For those hoping for someone to carry these ideas into the race for the presidency, The Assault on Reason is an ill omen. It is not a call to the partisan faithful; it’s a structural critique of the way politics and democracy are carried out in this country. If Al Gore were to run, he would have to play down much of what he has said here. Note the similarities between his criticism of the media and those of others, most notably Noam Chomsky, who with Edward Herman wrote Manufacturing Consent, a book containing many of the same criticisms about media ownership and psychological manipulation. Gore is compelled to mention this book in his discussion of public relations, for while he does not explicitly state its influence, it’s hard for anyone who’s read both to miss.

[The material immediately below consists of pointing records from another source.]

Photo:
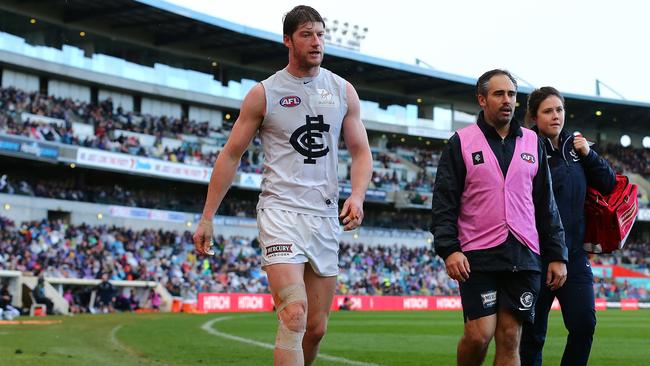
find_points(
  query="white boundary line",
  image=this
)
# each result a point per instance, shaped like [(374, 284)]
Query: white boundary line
[(207, 326), (116, 342)]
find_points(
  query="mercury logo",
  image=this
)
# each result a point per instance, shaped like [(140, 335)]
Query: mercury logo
[(290, 101), (304, 138), (278, 249)]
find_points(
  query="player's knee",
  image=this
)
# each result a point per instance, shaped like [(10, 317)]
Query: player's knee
[(316, 330), (584, 326), (477, 340), (292, 314), (508, 338)]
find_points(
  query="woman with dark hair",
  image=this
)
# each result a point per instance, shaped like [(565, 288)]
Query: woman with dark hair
[(574, 166)]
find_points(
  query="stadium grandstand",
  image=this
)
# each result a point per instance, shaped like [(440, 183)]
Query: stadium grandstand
[(112, 114)]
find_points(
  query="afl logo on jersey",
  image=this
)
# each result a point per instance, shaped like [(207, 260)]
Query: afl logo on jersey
[(528, 158), (290, 101)]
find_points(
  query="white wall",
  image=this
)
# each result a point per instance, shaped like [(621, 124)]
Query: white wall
[(26, 82), (157, 107), (63, 89), (119, 99), (213, 116)]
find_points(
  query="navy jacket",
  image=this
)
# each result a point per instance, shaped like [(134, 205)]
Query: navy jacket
[(571, 174), (510, 255)]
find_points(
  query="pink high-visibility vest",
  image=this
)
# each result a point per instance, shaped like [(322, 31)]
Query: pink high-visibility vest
[(490, 205)]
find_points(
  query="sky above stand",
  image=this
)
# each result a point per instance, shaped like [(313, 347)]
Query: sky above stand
[(566, 44)]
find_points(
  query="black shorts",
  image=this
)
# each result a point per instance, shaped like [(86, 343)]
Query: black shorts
[(485, 292)]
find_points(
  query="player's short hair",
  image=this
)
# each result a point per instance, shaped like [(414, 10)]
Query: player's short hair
[(299, 15), (482, 83)]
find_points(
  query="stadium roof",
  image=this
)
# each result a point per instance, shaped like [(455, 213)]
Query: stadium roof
[(154, 28)]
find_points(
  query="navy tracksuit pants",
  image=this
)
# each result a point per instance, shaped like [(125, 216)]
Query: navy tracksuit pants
[(576, 299)]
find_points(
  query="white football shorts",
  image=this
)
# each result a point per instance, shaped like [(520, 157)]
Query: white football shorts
[(292, 237)]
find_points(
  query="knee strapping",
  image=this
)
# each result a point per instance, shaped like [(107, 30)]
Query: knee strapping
[(288, 339), (289, 336)]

Such fundamental criticisms are still anathema inside the mainstream of the Democratic Party, and Noam Chomsky might as well be a heretic. Bringing ideas like these into the mainstream would present a formidable challenge even for someone with Gore’s reputation and resources.As if to underscore this point, our author can’t seem to find much beyond stop-gap measures to forestall the erosion of democracy. He notes that once the system of checks and balances is weakened and the law is broken (as the Bush administration has done), the backward slide into authoritarianism is that much easier. He acknowledges the importance of reemphasizing education to fight ignorance, but cautions us with the well-educated society of Nazi Germany, which reveals the dark side of the Enlightenment: the ability to cloak malignant abstract thought when it is “organized into clever, self-contained, logical formulations” that can have a “quasi-hypnotic effect” on the populace. To fight this, we need a well-informed population, not easy when special interests are so difficult to dislodge and companies are so hard to break apart.

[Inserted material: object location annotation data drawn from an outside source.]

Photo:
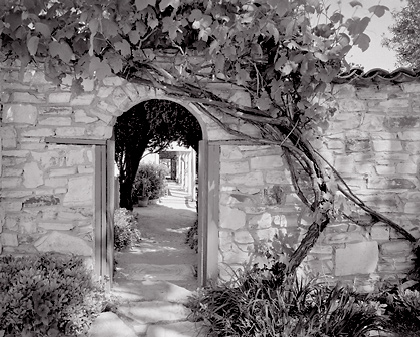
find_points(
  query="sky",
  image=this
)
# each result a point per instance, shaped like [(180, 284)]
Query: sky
[(376, 56)]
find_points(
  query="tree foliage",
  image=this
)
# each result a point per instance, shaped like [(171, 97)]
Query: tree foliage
[(405, 38), (282, 52), (151, 125)]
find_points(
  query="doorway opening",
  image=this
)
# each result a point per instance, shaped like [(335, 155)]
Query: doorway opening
[(159, 135)]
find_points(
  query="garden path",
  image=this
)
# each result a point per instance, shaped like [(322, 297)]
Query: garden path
[(154, 279)]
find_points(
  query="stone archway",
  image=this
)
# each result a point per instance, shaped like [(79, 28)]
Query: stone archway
[(125, 96)]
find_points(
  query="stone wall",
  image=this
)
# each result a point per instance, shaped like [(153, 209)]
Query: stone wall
[(373, 140), (47, 198)]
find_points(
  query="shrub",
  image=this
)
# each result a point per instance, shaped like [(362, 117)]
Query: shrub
[(402, 307), (262, 302), (126, 234), (192, 236), (47, 295), (149, 181)]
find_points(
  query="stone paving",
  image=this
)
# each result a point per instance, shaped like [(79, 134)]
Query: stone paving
[(154, 280)]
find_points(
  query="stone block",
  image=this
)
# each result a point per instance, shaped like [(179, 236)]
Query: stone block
[(357, 145), (99, 131), (39, 132), (234, 167), (379, 232), (80, 116), (70, 131), (82, 99), (20, 114), (408, 167), (28, 97), (11, 183), (55, 121), (8, 238), (230, 153), (251, 179), (80, 192), (385, 169), (356, 258), (55, 110), (33, 176), (27, 227), (103, 116), (391, 184), (243, 237), (402, 122), (371, 93), (75, 157), (107, 107), (412, 207), (61, 242), (56, 226), (261, 221), (350, 105), (113, 81), (59, 97), (265, 235), (343, 90), (387, 145), (396, 247), (8, 137), (40, 201), (120, 99), (266, 162), (232, 218)]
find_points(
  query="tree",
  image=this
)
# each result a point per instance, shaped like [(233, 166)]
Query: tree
[(282, 52), (151, 125), (405, 39)]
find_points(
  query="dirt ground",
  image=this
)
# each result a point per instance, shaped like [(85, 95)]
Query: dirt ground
[(162, 254)]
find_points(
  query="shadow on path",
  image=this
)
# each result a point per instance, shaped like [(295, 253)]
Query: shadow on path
[(162, 254)]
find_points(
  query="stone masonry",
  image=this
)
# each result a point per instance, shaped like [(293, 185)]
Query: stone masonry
[(47, 198)]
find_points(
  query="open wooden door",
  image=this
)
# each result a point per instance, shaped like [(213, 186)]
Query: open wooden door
[(208, 211), (104, 210)]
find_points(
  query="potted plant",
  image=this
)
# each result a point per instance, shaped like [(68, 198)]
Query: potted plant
[(141, 191), (149, 182)]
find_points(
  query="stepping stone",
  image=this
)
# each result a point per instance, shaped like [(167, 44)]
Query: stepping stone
[(108, 324), (149, 290), (167, 272), (180, 329), (154, 312)]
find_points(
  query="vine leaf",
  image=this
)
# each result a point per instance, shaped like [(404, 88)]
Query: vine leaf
[(99, 69), (142, 4), (33, 44), (363, 42), (378, 10), (43, 29), (124, 47), (62, 50), (170, 26), (355, 3), (166, 3)]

None of the current candidates for president is likely to reverse this massive concentration of power; they haven’t even made it an issue. Gore also claims campaign finance reform misses the point because advertisement is still the principle means of directly reaching the public.He rests much of his hope for the future in the continued freedom of the internet; its diffuse and participatory nature, its (at least for the time being) reliance on text. He enjoins us to come together to prevent internet service providers from creating a tiered access system, where the ability to publish content is restricted to those able to pay for it. But given the history of media regulation in this country, and given a government dominated by compromised men and influence-peddlers, the future looks uncertain at best.

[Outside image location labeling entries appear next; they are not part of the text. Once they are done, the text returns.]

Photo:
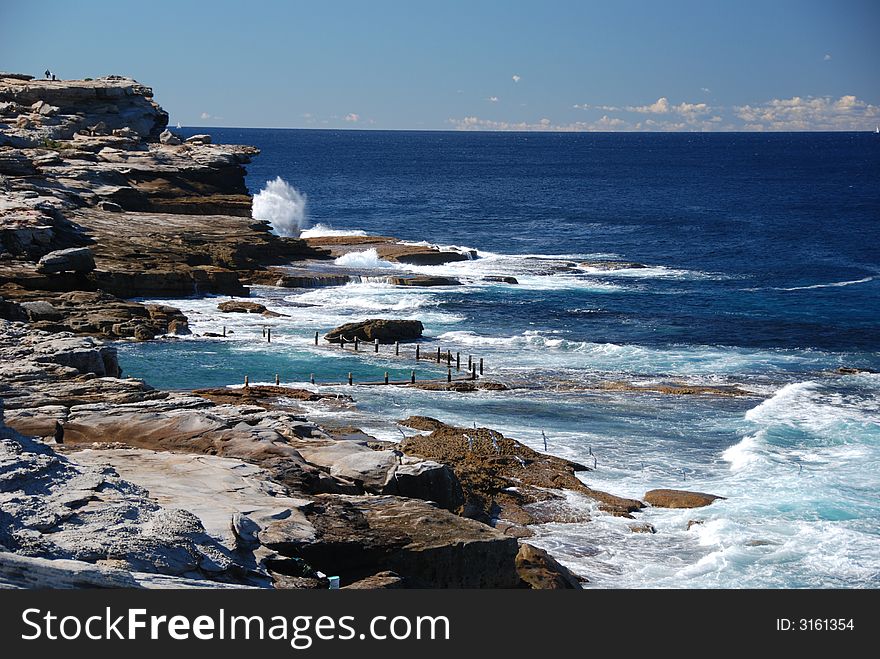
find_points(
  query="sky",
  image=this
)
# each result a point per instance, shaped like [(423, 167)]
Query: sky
[(626, 65)]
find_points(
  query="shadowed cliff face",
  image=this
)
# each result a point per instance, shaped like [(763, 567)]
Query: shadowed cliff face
[(90, 164)]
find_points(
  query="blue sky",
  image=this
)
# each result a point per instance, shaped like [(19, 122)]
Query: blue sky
[(472, 65)]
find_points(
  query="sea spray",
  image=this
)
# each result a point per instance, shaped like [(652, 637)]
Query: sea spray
[(282, 205), (366, 259)]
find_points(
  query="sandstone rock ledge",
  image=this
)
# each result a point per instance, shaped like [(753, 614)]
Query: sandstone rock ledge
[(134, 487)]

Does The Assault on Reason provide a window into what might have been had Al Gore been elected president seven years ago? We can’t be sure what effect the intervening years have had on him, but the book strikes a bittersweet note. Like The West Wing, it presents the image of a man engaged, principled, and intellectually curious, the mirage of a president who, whatever his politics, could actually understand a dense passage about the effect of television on the national consciousness. But like that rose-tinted television show, what sticks in one’s mind most is the feeling of an opportunity missed, an alternative cast aside at a critical juncture in favor of blind emotion, ignorance and fear.
Greg Waldmann is a native New Yorker living in Boston with a degree in International Affairs.